Treadmill running? Thank goodness for basketball!

Some people can hop on a treadmill and, an hour later, feel that warm glow of a great workout.

I hop on a treadmill and whine, which is why I do it as little as possible. It can be twelve degrees from zero (on the positive side, mind you) and, if the sun is shining, I'll opt to go out the door rather than mount the treadmill in my office.

Still, there are occasions when I'll put the belt in motion and try to get some running in. Tonight will be one of them. I'm babysitting a dog and the weather outside damp, so I'm going to run indoors. For a little bit.

I seem to have a built-on regulator that recognizes the fact that I haven't gone anywhere in fifteen minutes and hits the boredom switch in my brain. I'll spend two happy hours on trails, constantly moving but blow up in minutes indoors.
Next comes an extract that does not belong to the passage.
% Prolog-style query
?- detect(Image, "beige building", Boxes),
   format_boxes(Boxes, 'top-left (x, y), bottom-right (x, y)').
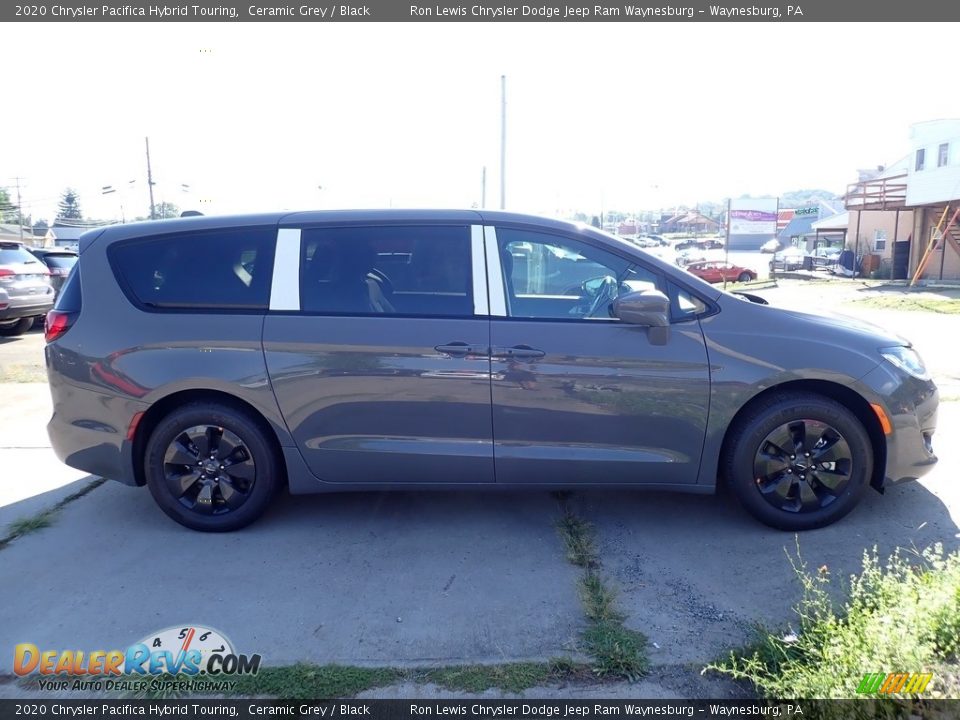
top-left (845, 119), bottom-right (960, 281)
So, I've learned to trick my brain. Unlike a friend who re-watches the original Star Wars trilogy to death on the treadmill, I use college basketball. I put a monitor on the wall and have it set to stream games from the computer. (Yes, cable might be less complicated - I don't have cable or satellite.)

I've tried movies. Nope, doesn't work. Neither does standard TV fare.

But basketball games do. The action flows continuously except for commercial breaks, so I use the breaks to do fartleks, the game time as recovery. Doing it this way, I get some running in, even a bit of intensity if I want it. I still wouldn't call it pleasurable, but it can be survivable,  except in loose ball situations. I have been known to get so involved in the game that I try to go after loose balls. The family knows the sound, me crashing into the side rails, then muttering about my own foolishness.

They think it's funny. Mostly so do I.

Because I get involved in the game, time passes much more quickly and I get a much better run than if I tried to grunt it out on the treadmill.

 Still doesn't beat outside but it's much better than nothing.  Sometimes running, like politics, is the art of the possible, not the ideal.